42. Uit wat de rechtbank heeft geconcludeerd in overwegingen 25 en 29 volgt dat DNB twee dossiers ([cliëntdossier 15] en [cliëntdossier 13]) ten onrechte aan de overtreding van artikel 3, tweede lid, aanhef en onder d, van de Wwft ten grondslag heeft gelegd.

Daarnaast heeft DNB oorspronkelijk acht PEP-dossiers met elk drie overtredingen aan eiseres tegengeworpen, terwijl zij uiteindelijk in bestreden besluit 2 drie PEP-dossiers met twee overtredingen per dossier heeft tegengeworpen. Daarbij is de PEP-boete met
€ 100.000,- verminderd tot € 275.000,-. In bestreden besluit 2 noch ter zitting heeft DNB voldoende gemotiveerd toegelicht dat de aard en de ernst van de overgebleven overtredingen in redelijke verhouding staan tot de hoogte van de uiteindelijk opgelegde PEP-boete, mede bezien in het licht van de hoogte van de eerder opgelegde boete en het aantal toen aan eiseres verweten overtredingen. Zoals het CBb heeft overwogen in zijn uitspraak van 4 april 2023 (ECLI:NL:CBB:2023:172) ligt het, wanneer het aantal overtredingen vermindert, in de rede dat de boete lager uitvalt. Die hoofdregel kent weliswaar uitzonderingen, zoals het schrappen van een overtreding waarvan de ernst sterk achter blijft bij de andere of een enkele overtreding uit een groot aantal, maar gesteld noch gebleken is dat zich hier een dergelijke uitzondering voordoet. Daarbij komt nog dat DNB de andere boete zeer fors (met 80%) heeft gematigd ten opzichte van de aanvankelijk opgelegde boete en niet duidelijk heeft toegelicht waarom de PEP-boete veel minder sterk is gematigd.

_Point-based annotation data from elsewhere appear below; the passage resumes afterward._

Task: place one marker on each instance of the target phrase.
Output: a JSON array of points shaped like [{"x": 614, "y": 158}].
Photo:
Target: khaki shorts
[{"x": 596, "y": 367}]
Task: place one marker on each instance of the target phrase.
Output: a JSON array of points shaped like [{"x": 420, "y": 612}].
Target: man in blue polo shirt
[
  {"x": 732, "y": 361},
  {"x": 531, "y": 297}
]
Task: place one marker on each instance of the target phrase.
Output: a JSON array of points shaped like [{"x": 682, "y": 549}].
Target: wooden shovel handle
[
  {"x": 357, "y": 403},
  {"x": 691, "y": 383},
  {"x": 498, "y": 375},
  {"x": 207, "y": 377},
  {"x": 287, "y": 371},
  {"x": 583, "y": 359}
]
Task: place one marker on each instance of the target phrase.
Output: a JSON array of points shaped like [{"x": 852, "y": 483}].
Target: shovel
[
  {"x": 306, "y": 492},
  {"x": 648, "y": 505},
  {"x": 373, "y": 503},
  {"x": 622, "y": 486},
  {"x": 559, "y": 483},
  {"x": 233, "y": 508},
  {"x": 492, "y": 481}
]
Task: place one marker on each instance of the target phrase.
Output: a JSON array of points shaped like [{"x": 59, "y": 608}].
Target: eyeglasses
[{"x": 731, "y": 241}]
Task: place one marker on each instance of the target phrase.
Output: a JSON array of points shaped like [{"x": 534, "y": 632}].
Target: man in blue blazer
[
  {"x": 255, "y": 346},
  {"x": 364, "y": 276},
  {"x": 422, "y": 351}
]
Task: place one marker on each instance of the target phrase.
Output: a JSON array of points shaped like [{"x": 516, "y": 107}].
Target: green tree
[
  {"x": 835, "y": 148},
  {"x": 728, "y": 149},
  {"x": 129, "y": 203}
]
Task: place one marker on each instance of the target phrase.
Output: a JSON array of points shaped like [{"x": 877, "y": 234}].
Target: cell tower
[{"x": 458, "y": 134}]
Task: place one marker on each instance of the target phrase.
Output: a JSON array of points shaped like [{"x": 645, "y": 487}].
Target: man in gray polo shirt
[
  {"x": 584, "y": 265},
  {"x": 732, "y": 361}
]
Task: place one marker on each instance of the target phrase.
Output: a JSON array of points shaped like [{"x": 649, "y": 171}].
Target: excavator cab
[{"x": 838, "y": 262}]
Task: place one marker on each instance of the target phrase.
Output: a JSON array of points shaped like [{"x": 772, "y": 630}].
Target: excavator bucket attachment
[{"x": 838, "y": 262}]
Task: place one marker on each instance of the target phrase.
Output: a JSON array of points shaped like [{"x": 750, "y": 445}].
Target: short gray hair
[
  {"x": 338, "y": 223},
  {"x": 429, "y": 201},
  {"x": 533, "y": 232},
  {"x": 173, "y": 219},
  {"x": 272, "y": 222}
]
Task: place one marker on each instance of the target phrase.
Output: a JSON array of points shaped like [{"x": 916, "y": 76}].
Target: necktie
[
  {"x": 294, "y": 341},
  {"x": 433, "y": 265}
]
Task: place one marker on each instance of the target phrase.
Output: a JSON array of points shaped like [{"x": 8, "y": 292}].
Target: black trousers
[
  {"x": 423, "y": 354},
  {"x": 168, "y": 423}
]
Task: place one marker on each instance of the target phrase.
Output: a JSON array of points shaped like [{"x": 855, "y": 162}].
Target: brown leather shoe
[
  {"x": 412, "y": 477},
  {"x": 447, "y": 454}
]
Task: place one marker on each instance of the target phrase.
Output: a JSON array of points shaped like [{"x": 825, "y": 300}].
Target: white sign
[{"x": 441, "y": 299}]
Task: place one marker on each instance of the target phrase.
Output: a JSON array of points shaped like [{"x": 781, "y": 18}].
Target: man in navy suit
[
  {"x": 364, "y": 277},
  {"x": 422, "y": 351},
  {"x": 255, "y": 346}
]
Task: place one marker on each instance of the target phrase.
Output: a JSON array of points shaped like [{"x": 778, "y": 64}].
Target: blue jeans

Het argument van DNB dat zij voor iedere individuele overtreding een boete ter hoogte van het basisbedrag had kunnen opleggen, zodat eiseres met de bij bestreden besluit 2 opgelegde boetes allerminst tekort is gedaan, gaat niet op. DNB heeft er zelf voor gekozen om niet iedere overtreding afzonderlijk te beboeten met een boete ter hoogte van het basisbedrag en dat zou ook niet evenredig zijn geweest.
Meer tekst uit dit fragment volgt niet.